Key findings include the next:

• A trove of unstructured and buried data is now legible, unlocking business value. Previous AI initiatives needed to deal with use cases where structured data was ready and abundant; the complexity of collecting, annotating, and synthesizing heterogeneous datasets made wider AI initiatives unviable. Against this, generative AI’s latest ability to surface and utilize once-hidden data will power extraordinary latest advances across the organization.

• The generative AI era requires an information infrastructure that’s flexible, scalable, and efficient. To power these latest initiatives, chief information officers and technical leads are embracing next-generation data infrastructures. More advanced approaches, reminiscent of data lakehouses, can democratize access to data and analytics, enhance security, and mix low-cost storage with high-performance querying.

• Some organizations seek to leverage open-source technology to construct their very own LLMs, capitalizing on and protecting their very own data and IP. CIOs are already cognizant of the restrictions and risks of third-party services, including the discharge of sensitive intelligence and reliance on platforms they don’t control or have visibility into. Additionally they see opportunities around developing customized LLMs and realizing value from smaller models. Probably the most successful organizations will strike the precise strategic balance based on a careful calculation of risk, comparative advantage, and governance.

• Automation anxiety shouldn’t be ignored, but dystopian forecasts are overblown. Generative AI tools can already complete complex and varied workloads, but CIOs and academics interviewed for this report don’t expect large-scale automation threats. As an alternative, they consider the broader workforce will probably be liberated from time-consuming work to deal with higher value areas of insight, strategy, and business value.

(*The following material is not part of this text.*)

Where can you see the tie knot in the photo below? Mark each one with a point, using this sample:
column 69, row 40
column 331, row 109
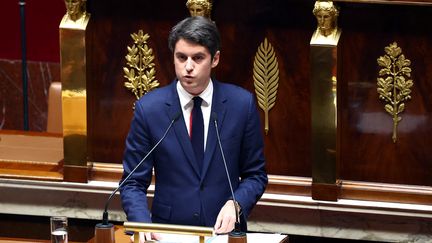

• Unified and consistent governance are the rails on which AI can speed forward. Generative AI brings industrial and societal risks, including protecting commercially sensitive IP, copyright infringement, unreliable or unexplainable results, and toxic content. To innovate quickly without breaking things or getting ahead of regulatory changes, diligent CIOs must address the unique governance challenges of generative AI, investing in technology, processes, and institutional structures.